The joint-shaped container is composed of a cylindrical body 27 and end plates 18 and 19. The end plates 18 and 19 have fluid inlets and outlets 20 and 21, respectively, and are supported by snap rings 22 and 23.
It is sealed by 25. Further, the resin layer 15 of the hollow fiber assembly is sealed to the inner surface of the cylindrical body 27 by the circle ring 17, and together with the annular body 26 and the end plate 18, constitutes a chamber communicating with the inside of the hollow fiber. To explain the flow of fluid when the membrane separation device shown in FIG. 5 is used for reverse osmosis operation, first, the fluid to be treated is supplied to the core tube 6, and flows into the hollow fiber layer 7 through the holes in the core tube 6. .

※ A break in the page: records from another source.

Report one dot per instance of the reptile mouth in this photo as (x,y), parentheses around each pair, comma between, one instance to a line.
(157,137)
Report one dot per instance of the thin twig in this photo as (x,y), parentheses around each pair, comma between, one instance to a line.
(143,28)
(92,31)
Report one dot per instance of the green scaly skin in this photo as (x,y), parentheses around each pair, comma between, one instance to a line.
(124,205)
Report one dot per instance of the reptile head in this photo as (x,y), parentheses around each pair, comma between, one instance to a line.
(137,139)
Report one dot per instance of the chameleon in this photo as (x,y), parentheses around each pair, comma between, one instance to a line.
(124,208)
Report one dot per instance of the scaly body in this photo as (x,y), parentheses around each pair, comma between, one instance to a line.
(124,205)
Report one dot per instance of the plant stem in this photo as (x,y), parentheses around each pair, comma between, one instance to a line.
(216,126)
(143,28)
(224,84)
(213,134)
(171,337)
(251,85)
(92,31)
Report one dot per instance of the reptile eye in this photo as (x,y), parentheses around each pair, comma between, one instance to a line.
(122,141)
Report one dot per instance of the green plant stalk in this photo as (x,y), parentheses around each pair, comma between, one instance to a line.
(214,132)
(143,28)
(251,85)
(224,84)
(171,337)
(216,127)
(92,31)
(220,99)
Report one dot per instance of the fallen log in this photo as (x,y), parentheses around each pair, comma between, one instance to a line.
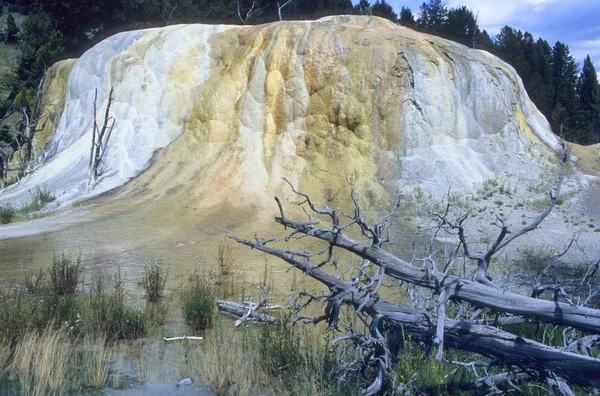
(183,338)
(503,347)
(241,311)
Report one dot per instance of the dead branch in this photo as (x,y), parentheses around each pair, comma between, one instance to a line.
(358,287)
(183,338)
(505,348)
(100,138)
(245,314)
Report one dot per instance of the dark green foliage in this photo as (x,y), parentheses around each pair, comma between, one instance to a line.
(198,302)
(461,25)
(7,214)
(363,8)
(566,112)
(65,272)
(384,10)
(154,280)
(589,94)
(434,16)
(406,17)
(280,346)
(39,199)
(12,31)
(107,315)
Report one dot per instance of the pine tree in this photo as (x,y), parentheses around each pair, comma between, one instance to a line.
(384,10)
(363,8)
(589,96)
(540,87)
(434,16)
(566,111)
(461,25)
(12,30)
(406,17)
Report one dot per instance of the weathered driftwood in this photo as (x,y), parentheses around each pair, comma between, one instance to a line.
(183,338)
(504,347)
(388,321)
(243,312)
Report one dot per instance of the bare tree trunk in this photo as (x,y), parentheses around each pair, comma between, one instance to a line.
(359,288)
(100,138)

The fluid that has passed through the hollow fiber layer 7 passes through the gap between the hollow fiber layer 7 and the cylindrical body 27 and flows out from the fluid inlet/outlet 21 . In this case, the fluid to be treated can also be supplied to the fluid inlet/outlet 21 and discharged from the core tube 6. On the other hand, the fluid that has permeated inside the hollow fiber is taken out from the fluid inlet/outlet 20. Specific application examples of the membrane separation device comprising a hollow fiber assembly according to the present invention include separation of helium from natural gas, purification of hydrogen, gas permeation in oxygenators, etc., and separation of paraxylene from mixed xylene. Liquid permeation, oil-water machine, treatment of Kame coating wastewater, enzyme purification, ultrafiltration such as protein recovery from cheese whey, seawater desalination, brine desalination, wastewater purification, medical pure water from purified water. reverse osmosis, such as the production of, fruit juice concentration, etc.
Examples include dialysis such as in an artificial kidney, osmotic extraction and other separation operations such as concentration of wastewater with seawater, concentration operations, and dilution operations.

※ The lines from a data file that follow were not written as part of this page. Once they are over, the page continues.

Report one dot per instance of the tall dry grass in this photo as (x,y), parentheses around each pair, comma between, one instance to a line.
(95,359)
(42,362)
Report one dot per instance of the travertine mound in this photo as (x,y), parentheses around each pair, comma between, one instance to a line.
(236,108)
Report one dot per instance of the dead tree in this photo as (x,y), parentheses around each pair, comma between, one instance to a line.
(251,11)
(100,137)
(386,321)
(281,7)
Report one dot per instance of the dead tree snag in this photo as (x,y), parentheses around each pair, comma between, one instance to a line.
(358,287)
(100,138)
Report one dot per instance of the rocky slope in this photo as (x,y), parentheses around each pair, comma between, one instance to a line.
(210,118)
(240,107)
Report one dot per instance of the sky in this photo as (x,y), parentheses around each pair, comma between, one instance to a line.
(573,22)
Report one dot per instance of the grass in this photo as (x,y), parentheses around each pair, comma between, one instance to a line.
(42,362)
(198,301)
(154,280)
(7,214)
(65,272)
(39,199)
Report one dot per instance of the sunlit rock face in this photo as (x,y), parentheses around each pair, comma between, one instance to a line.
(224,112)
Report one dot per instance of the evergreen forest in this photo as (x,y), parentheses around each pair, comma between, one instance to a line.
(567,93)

[Brief explanation of drawings]

FIG. 1 is a perspective view showing one specific example of the method for manufacturing a hollow fiber assembly of the present invention, FIG. 2 is a perspective view showing another specific example of the method for manufacturing a hollow fiber assembly of the present invention, and FIG. and FIG. 4 is a simplified diagram showing an example of the pattern of hollow fibers shaken off in the method for producing a hollow fiber assembly of the present invention, and FIG. 5 is a perspective view of a hollow fiber assembly according to the method of the present invention. FIG. 6 is a sectional view of the pus separation device. Figure 1 Figure 2 Figure 3 - Figure 4 Figure 5 Figure 6

Claims (1)

[Claims] 1. Continuous hollow fibers having permselectivity for fluids are arranged so that the hollow fibers are cross-stacked with each other on the (i) surface and are positioned on the filament spacer that moves on the surface. (ii) placing the hollow fibers on a moving belt so as to cross-stack each other to form a belt-shaped hollow fiber laminate;
A method for manufacturing a hollow fiber assembly, which comprises winding the hollow fiber laminate around a core tube.